MOSES LAKE — The weather gods gave the Columbia Basin a warm sunny weekend, a real preview of summer, and this week will snatch it all away.

Temperatures topped out in the high 70s and low 80s over the weekend, about 15 degrees over the normal temperature for Moses Lake in early April, said Jeff Kote, meteorologist with the National Weather Service office in Spokane. The normal daytime high is about 63 degrees.

But all that changes this week with the arrival of a chance of rain Tuesday night. Temperatures drop back to the upper 60s, more normal for mid-April. Wednesday’s high is forecast to be 64 degrees, with mostly cloudy skies and a 20 to 30 percent chance of rain. Thursday there’s a 40 percent chance of rain, with a high around 57 degrees. It’s a straight run of mostly cloudy skies for the week.

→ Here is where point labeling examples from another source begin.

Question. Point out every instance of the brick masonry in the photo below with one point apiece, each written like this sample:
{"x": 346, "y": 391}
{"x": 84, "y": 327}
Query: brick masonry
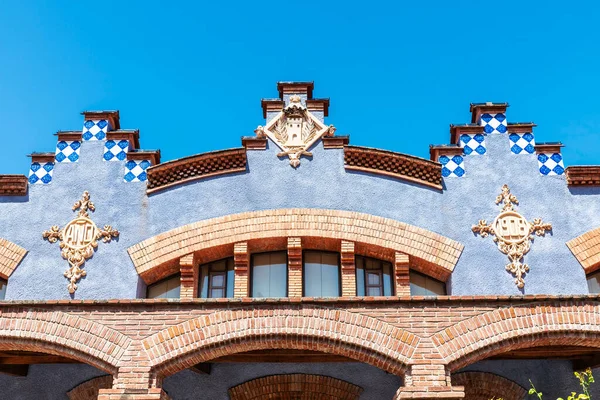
{"x": 436, "y": 255}
{"x": 296, "y": 387}
{"x": 423, "y": 339}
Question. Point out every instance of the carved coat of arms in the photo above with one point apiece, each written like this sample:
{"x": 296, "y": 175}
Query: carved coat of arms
{"x": 294, "y": 130}
{"x": 78, "y": 239}
{"x": 513, "y": 234}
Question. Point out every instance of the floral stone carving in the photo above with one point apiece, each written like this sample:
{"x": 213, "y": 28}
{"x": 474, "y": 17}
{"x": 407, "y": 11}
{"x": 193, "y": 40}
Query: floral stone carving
{"x": 512, "y": 233}
{"x": 78, "y": 239}
{"x": 294, "y": 130}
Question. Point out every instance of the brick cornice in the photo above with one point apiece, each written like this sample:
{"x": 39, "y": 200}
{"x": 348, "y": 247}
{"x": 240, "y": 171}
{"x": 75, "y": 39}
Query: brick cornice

But even temperatures that drop by 15 degrees are still a little bit warmer than normal for early April, Kote said. The normal average high temperature for April is about 63 degrees, and the normal average low in April is about 36 degrees.

March was both wetter and warmer than normal, Kote said. In fact precipitation was about double what Moses Lake usually gets in March. The city got 1.52 inches of precipitation in March; normal average precipitation for the month is about .78 inches.

Average temperature in March was about 2 degrees higher than normal, he said. The average temperature for March 2016 was 57.5 degrees, compared with a historic normal of 55.1 degrees. The average normal low in March was 34.1 degrees, compared with the historic normal low of 31.9 degrees.

The National Weather Service did forecast warmer temperatures for March, April and May, but below-normal precipitation. The region is (or was) under the influence of an El Niño, ocean conditions that traditionally bring warmer and drier weather to Pacific Northwest.

But El Niño 2015-16 flouted tradition – it did mean warmer weather in some places, but it also brought way more precipitation than forecast. Kote said the El Niño phenomenon has its highest correlation in winter. “We’re kind of beyond (its influence) right now.”

Kote said the weather service forecasters are saying there’s an above-average chance of less precipitation and warmer temperatures than normal in April and May.